Vessels of little-known owners involved in these schemes do not indicate the final point of arrival and turn off the automatic identification system along the way, which makes it impossible to track their location and movement. In addition, it becomes possible to keep the insurance of Western companies.

“Of course, the Europeans do not like this at all, and they want to at least complicate the practice of transshipment of Russian raw materials, if not stop it once and for all,” says Igor Yushkov, an expert at the Financial University under the Government of the Russian Federation. How is the process going now? Small oil ships, owned mostly by state-owned shipping companies, sail from Novorossiysk, Ust-Luga, Primorsk and other ports in the Baltic and Black Seas that are legally classified by international insurance companies as war zones. Then this “shadow” fleet begins to operate in a shuttle mode: after arriving, for example, in the water area of ​​Greece, the raw materials are reloaded onto tankers of a larger deadweight (tonnage), and they, in turn, go to distant markets. First of all, we are talking about India, which has become the largest buyer of our oil transported by sea.”

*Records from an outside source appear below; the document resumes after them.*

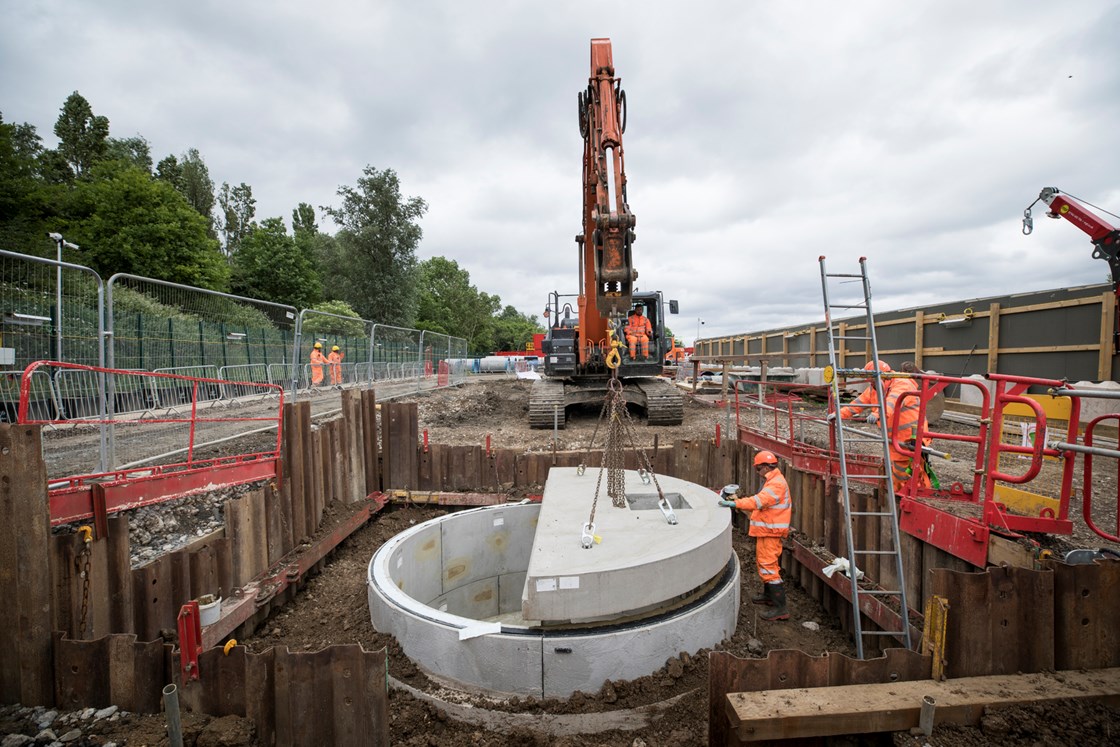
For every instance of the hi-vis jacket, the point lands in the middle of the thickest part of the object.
(770, 509)
(638, 325)
(867, 397)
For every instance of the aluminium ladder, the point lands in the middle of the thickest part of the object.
(846, 435)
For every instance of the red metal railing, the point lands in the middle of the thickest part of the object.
(772, 421)
(96, 494)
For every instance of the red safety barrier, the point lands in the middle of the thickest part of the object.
(98, 494)
(772, 421)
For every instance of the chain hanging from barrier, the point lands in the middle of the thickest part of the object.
(83, 563)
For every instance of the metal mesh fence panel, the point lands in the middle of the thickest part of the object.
(398, 349)
(159, 325)
(351, 335)
(44, 319)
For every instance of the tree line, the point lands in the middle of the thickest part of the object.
(168, 221)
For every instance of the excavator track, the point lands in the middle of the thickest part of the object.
(546, 403)
(664, 404)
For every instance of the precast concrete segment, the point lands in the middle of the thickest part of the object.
(642, 560)
(439, 634)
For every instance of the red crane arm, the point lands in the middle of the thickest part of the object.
(1075, 213)
(606, 258)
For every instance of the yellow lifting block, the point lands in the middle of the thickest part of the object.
(1025, 503)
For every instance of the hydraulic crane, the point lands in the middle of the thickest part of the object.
(582, 353)
(1106, 237)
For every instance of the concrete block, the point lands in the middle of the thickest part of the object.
(642, 560)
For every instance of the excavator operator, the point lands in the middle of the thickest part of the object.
(638, 332)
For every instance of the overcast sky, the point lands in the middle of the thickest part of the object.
(759, 136)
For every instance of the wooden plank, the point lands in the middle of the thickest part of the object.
(152, 598)
(283, 505)
(895, 706)
(26, 615)
(204, 572)
(356, 440)
(370, 440)
(315, 497)
(1108, 329)
(992, 337)
(411, 442)
(273, 522)
(119, 571)
(307, 501)
(297, 484)
(918, 337)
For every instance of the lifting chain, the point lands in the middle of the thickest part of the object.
(618, 435)
(83, 563)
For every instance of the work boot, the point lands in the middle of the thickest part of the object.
(764, 598)
(777, 612)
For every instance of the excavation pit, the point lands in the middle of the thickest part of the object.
(505, 600)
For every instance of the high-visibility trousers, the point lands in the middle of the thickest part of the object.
(767, 552)
(901, 467)
(634, 341)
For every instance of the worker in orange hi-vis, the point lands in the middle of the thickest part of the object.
(336, 369)
(638, 332)
(771, 510)
(317, 361)
(905, 432)
(865, 407)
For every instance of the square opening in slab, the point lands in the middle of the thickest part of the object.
(649, 501)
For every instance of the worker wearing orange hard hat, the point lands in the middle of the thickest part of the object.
(904, 432)
(336, 366)
(317, 361)
(771, 510)
(638, 332)
(866, 404)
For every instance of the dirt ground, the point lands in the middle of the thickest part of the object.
(332, 608)
(498, 408)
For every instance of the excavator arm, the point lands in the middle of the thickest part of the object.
(606, 258)
(1106, 237)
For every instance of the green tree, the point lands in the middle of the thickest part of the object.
(271, 267)
(448, 302)
(316, 325)
(128, 222)
(197, 187)
(514, 329)
(133, 150)
(374, 267)
(236, 209)
(83, 138)
(170, 171)
(302, 220)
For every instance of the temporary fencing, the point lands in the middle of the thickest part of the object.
(52, 310)
(76, 461)
(351, 335)
(156, 324)
(151, 351)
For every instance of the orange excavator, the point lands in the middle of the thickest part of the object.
(581, 353)
(1104, 237)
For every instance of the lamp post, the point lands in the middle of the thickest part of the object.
(59, 243)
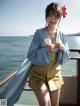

Mostly, transshipment takes place off the coast of three EU member states – Greece, Spain and the Netherlands, while tankers do not call at the ports there. According to Yushkov, official Brussels is trying in every possible way to discourage local companies from participating in such schemes. Its strategic goal is to deprive the Russian political leadership of income from the sale of energy resources, and for this, various tactics are used to increase the cost of logistics for exporters to the Russian Federation. In particular, the Europeans are trying to ensure that Moscow stops using the “twilight fleet” and rents ships on the international market. According to the logic of European officials, we will implement the plan at oil prices below $60 per barrel. However, the expert concludes, for this it is necessary to solve a number of legal and law enforcement issues, which the European Commission does not mention at all.

“The proposed restrictions must be supported by all EU countries, and the original draft will be revised more than once,” writes the specialized British publication Lloyd’s List. “Therefore, it remains unclear whether specific navigational obstacles will remain in the final version at all.”

From January to March 2023, after the entry into force of the December sanctions, sea shipments from our country increased by almost 20% compared to the first quarter of last year, says Andrey Loboda, an economist and director of communications at BitRiver. Hong Kong and Dubai have become centers of trade in foreign markets. Cash flows now go through them, bypassing Western Europe. Under the nose of the European Union, in the territorial waters of Africa near Southern Europe, the volume of transshipment of Russian oil from tanker to tanker since January 1 this year has exceeded 40 million tons. In Loboda’s opinion, as long as the energy crisis is not overcome in the EU, the market of anonymous buyers and sellers will flourish. It is unlikely that anyone will establish the origin of oil, because Western vertically integrated commodity companies do not want to lose profits.